Consider this possible scenario. Someone tells you that there is not one diseased cell in your entire body. With all the billions of cells that make up our body, and the vast milieu of illnesses that befall humans, only a Pollyanna would dare make the claim that their entire body is disease free. Now invert this. Scientists are telling us in essence that there exist trillions of planets and we think we are the only one with life? If I were a betting man, I know which side of these odds I’d make my wager for.

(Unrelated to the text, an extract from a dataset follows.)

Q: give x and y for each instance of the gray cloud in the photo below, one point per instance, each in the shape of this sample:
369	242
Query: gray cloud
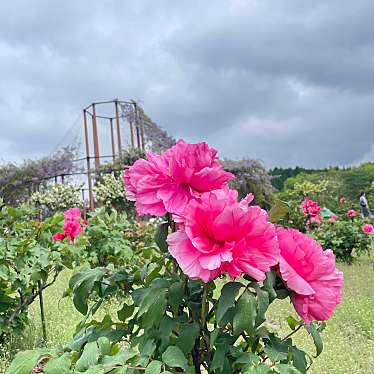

Look around on our own planet. Anaerobic bacteria can grow and thrive without oxygen. Plants live on Carbon Dioxide. Furthermore, an April 7, 2010 Article on the website Science Daily heralded the discovery of small animals living their entire lives at the bottom of the Mediterranean Sea without any oxygen and surrounded by “poisonous” sulphides.
If organisms can live on our planet without oxygen and in the total darkness you would find at the bottom of the Mediterranean, what makes us think organisms can’t exist elsewhere, perhaps in even seemingly hostile environments?
Also worthy of consideration are factors of age. Many scientists believe that the universe is infinite. The question is asked “if the universe is finite, what would be on the other side?” So let’s say the universe is infinite. Might it not follow that it has existed infinitely? Maybe, yes, maybe, no. Whatever your belief on that question it goes without saying that there are many planets that may actually be older than the Earth, ie. existed before our planet did.
As such, these planets have had greater life spans and time to evolve into habitats that would sustain life
To sidetrack a little but keeping the subject at hand in mind, I have often heard people ask “what would it take to bring peace on Earth and solidarity amongst all its peoples?” I always answer this question in the same manner. One, if God were to appear in the sky and warn us to change our ways, peace on Earth is a distinct possibility. The other is if beings from other worlds possessing the capability of annihilating our planet were to threaten such an action, the Earth’s varied peoples may finally put aside their differences and work together against an enemy greater than one another. A sobering thought in one way but one that could finally bring out the goodness in all of us.